Rapid population expansion and the resulting depletion of ecological buffers such as wetlands and water bodies are a significant concern.
Last year, the urban centres of Bangladesh, India, Indonesia and Japan were affected by severe floods, while the capital city Kathmandu bore the brunt of the economic damage from the Nepal earthquake; report added, widespread floods in Chennai, India in December 2015 illustrate the common challenges faced by many big cities.
Economic damage and loss from the floods in Chennai have been estimated at more than US$10 billion.
The report calls for a shift in the urban governance paradigm from a response-recovery approach to a risk-sensitive development approach.
A prolonged El Niño phenomenon last year drew attention to neglected and often forgotten slow-onset disasters by severely exacerbating effects of heat waves, forest fires, haze, and droughts.
The year 2015 was the hottest year on record and Pakistan and India reported more than 3,400 fatalities from a searing heat wave. Drought caused serious water and food shortages in much of South and South-East Asia and several fatalities in the Pacific.
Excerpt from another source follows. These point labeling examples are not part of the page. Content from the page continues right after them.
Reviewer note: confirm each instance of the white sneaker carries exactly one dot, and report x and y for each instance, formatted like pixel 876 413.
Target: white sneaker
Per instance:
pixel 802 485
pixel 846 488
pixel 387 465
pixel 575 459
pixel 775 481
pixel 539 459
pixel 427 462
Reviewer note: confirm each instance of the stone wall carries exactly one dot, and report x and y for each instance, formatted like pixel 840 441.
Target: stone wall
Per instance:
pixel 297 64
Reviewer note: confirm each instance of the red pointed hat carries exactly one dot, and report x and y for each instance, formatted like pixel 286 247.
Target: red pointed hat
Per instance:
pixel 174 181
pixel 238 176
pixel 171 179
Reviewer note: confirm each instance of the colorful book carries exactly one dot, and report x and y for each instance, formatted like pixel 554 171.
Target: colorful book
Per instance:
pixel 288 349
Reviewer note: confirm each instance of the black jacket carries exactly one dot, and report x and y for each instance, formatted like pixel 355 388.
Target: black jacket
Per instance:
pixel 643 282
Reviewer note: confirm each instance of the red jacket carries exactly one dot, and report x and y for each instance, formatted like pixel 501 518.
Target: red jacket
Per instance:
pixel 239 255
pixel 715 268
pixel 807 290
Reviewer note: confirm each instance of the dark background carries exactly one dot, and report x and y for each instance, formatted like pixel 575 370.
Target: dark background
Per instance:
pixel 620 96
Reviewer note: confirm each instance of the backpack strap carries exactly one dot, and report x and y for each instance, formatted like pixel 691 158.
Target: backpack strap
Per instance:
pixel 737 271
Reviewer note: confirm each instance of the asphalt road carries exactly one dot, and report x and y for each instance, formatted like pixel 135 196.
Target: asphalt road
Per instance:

Reservoirs in some countries were at critically low levels and millions of hectares of crops were destroyed.
The report notes that policymakers have an opportunity to rethink how drought is managed. Rather than dealing with the drought only when it becomes an emergency, it should be addressed from a long-term perspective to protect livelihoods.
To build a resilient Asia-Pacific, the report further calls for increased focus on risk-sensitive development, and stronger regional cooperation for managing trans-boundary disasters. It advocates capitalizing on emerging technologies such as UAVs for disaster management but stresses the need to establish regulatory standards for effective use of these technologies.
The report, commending the “Zero Casualty” policy implemented in Philippines as a regional good practice, concludes that disaster risk reduction cannot be achieved without political will and effective leadership at all levels of government.